Kapolres Inhil AKBP Farouk Oktora SIK melalui Kapolsek Kateman Kompol Bahtiar SH MH, Selasa (27/1), menjelaskan bangunan asrama yang terbakar berukuran sekitar 40 meter x 9 meter. Asrama tersebut dihuni oleh 117 santri, mulai dari kelas I hingga kelas VI.
Ia menyampaikan, kebakaran pertama kali diketahui oleh seorang saksi bernama Pardian, warga yang rumahnya berada tepat di depan pondok pesantren. Saat itu, saksi melihat kepulan asap keluar dari bagian tengah bangunan lantai dua.
Sumber asap diketahui berasal dari ruang rapat yang saat kejadian dalam kondisi kosong. Mengetahui adanya kebakaran, saksi langsung berteriak untuk memberi tahu pihak pondok pesantren agar para santri segera keluar menyelamatkan diri.
Sekitar pukul 17.40 WIB, personel Polsek Kateman yang dipimpin Ps Kanit Reskrim Iptu Fauzan SH berkoordinasi dengan tim pemadam kebakaran PT Pulau Sambu dan langsung menuju lokasi kejadian untuk melakukan pemadaman.

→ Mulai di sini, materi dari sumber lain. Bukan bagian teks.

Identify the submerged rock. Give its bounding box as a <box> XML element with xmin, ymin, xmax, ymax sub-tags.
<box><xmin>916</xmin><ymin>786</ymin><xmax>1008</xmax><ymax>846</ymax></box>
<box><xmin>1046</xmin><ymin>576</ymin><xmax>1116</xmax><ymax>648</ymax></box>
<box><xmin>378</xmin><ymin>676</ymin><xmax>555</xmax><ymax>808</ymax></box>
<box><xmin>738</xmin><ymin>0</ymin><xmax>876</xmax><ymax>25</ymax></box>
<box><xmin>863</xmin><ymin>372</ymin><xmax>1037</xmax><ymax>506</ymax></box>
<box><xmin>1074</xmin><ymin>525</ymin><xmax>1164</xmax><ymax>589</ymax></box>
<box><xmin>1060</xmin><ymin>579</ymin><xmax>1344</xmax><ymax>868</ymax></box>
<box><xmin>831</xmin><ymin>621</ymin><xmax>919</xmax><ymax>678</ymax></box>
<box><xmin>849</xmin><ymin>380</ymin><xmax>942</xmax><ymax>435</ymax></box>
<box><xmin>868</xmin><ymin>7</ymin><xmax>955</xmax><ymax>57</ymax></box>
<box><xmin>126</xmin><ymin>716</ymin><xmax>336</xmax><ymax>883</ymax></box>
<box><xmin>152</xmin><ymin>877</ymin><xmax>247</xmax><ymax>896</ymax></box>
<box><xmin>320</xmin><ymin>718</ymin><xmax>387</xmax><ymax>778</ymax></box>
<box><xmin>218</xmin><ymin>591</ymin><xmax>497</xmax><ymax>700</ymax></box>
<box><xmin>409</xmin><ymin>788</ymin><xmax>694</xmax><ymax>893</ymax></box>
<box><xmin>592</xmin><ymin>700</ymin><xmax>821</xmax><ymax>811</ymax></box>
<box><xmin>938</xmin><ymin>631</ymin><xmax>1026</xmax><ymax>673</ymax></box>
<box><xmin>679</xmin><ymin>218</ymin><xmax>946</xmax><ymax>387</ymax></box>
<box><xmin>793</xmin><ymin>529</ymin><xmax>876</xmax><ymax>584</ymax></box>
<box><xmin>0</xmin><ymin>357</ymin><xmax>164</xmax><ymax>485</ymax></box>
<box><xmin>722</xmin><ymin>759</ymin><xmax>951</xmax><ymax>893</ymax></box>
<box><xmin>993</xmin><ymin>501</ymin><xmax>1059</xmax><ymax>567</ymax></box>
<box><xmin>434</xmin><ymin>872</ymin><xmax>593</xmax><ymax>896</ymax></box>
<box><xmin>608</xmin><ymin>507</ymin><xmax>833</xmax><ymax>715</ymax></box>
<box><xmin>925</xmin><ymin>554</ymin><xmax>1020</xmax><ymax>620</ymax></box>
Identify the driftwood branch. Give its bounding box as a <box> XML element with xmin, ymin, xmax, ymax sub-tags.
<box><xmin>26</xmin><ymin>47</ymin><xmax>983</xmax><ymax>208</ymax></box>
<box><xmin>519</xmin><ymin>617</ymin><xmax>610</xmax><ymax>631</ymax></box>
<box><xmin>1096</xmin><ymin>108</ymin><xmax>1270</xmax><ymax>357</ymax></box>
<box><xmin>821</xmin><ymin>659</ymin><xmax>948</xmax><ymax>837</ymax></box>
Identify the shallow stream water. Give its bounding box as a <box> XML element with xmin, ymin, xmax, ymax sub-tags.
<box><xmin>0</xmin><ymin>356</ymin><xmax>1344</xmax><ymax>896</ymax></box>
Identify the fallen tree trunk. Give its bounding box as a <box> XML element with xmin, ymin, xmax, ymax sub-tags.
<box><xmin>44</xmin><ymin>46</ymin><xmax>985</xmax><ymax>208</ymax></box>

Setelah lebih dari satu jam, api akhirnya berhasil dipadamkan. Dalam peristiwa tersebut tidak terdapat korban jiwa.
“Seluruh santri dan guru pondok pesantren berhasil dievakuasi dan dalam keadaan selamat. Dugaan awal kebakaran disebabkan korsleting listrik,” tutup Kompol Bahtiar.